Massey v. Modawell

73 Ala. 421 | Ala. | 1882

STONE, J.

— According to the averments of the 'bill in this case, and according to the proof made, the sale of the land, and conveyances of title, made by Modawell, were without any authority whatever. The will gives no authority to sell, except for final division or distribution, which can only take place, after the youngest child becomes of age, or marries. The will gives to each child, as they severally attain to lawful age or marry, a specified sum of money: It then contains this clause : “ In the final division of my estate, it is my will that all my property, both real and personal, be sold on a credit of twelve months, purchasers giving good personal security.” This is the only authority to sell lands found in the will. The bill shows that the lands were sold when most of the children were minors. On what terms sold we are not informed. Nor is it anywhere shown whether the sale was public or private. Whether the one or the other, the sale was void, and conveyed no title. According to the averments of the bill, the legal title to the lands remained in the heirs, and there was no obstacle to a recovery by them in an áction at law, unless the statute of limitations interposed a bar as to sqme of them. Tyson v. Brown, 64 Ala. 245.

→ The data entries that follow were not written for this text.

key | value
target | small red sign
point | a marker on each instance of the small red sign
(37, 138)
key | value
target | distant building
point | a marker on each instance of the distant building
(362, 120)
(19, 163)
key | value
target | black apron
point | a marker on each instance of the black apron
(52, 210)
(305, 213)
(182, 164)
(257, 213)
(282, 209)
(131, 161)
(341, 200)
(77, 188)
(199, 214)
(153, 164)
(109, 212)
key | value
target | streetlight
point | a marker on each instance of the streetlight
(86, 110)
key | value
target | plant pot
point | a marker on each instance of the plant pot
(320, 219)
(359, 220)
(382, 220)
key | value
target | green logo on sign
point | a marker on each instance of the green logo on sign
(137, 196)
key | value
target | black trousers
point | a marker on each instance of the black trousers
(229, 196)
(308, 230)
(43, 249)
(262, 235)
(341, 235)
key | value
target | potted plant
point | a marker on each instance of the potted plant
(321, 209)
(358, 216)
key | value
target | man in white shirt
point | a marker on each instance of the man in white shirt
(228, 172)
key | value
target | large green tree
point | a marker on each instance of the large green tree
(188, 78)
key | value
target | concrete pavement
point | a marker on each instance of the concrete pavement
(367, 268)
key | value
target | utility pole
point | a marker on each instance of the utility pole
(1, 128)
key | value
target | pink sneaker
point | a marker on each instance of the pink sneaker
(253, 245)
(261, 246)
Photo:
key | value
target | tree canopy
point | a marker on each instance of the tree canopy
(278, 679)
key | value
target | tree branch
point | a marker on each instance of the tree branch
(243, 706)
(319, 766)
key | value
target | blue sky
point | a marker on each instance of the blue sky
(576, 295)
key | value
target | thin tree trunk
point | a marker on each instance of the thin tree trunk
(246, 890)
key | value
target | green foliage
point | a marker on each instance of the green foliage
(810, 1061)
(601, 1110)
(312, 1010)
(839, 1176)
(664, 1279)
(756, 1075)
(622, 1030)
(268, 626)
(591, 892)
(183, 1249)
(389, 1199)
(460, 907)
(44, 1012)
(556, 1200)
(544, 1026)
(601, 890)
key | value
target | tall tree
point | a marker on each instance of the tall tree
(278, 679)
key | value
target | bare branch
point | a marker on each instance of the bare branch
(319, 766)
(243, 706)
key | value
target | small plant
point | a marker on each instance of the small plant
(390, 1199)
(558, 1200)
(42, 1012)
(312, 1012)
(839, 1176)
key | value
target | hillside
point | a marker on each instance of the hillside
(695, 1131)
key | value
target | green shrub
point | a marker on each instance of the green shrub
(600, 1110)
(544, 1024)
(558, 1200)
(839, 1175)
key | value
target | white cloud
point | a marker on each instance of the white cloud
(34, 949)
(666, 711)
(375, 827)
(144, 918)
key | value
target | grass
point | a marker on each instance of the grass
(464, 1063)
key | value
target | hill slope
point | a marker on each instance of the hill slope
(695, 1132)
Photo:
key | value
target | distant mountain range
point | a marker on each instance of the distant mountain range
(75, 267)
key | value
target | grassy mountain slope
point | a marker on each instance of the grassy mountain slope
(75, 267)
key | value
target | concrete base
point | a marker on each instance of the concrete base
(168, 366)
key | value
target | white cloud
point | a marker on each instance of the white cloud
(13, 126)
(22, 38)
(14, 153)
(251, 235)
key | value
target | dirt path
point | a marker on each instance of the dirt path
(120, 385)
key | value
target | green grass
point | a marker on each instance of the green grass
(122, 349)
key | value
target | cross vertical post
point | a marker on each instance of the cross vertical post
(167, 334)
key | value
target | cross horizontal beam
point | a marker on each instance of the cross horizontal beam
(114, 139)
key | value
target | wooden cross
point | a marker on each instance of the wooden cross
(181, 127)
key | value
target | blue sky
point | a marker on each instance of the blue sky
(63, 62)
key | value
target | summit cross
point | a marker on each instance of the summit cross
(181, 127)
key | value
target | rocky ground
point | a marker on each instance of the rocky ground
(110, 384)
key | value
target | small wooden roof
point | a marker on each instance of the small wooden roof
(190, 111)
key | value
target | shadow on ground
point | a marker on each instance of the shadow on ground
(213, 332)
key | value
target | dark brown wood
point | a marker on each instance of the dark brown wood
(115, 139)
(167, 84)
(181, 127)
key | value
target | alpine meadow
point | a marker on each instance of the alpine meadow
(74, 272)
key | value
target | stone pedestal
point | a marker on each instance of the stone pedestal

The bill avers that in 1861, Modawell, the administrator in chief, made a settlement and resigned. The bill then, in insufficient averments, charges irregularities in his settlement, and contains this clause: “And your orators charge that in the said settlement by W. B. Modawell, there was error of law and fact to the injury of your orators, without any fault on their part, in this, that the probate court had no jurisdiction to settle a matter of .trust, and in this, that the proper notices as required by law were not given, all the parties were not before the court, and the minors were not represented by a guardian ad litem, and that the decree and settlement show manifest error on their face.” No part of the record of the probate court is found in this record, and we are left to form conjec*425tures from the vague averments copied above. The bill seeks to recover the lands as they are, and not the proceeds of the sale made by Modawell. Hence, the bill can not be construed into an attempt to make him account for the proceeds of the land. The complainants can not have both the land and the money for which it was sold. If they elect to charge Modawell with the money, they thereby ratify the sale, and lose all right to the land. — Elliott v. Branch Bank, 20 Ala. 345. And the bill fails, to show any particular sum of money derived from ¡personal assets. In fact, it fails to show any money or other personal assets received by him, and not accounted for. This feature of the bill is fatally defective, in that it does not show the complainants have sustained any injury, or can recover any thing from Modawell. Errors of law or fact, to sustain a bill of this class, must be clearly pointed out, and there must be enough in the bill- to show that complainants have suffered injury. There must be injury to the party complaining, and the record must show it. — Code of 1876, §§ 3837-8; Boswell v. Townsend, 57 Ala. 308; Bowden v. Perdue, 59 Ala. 409.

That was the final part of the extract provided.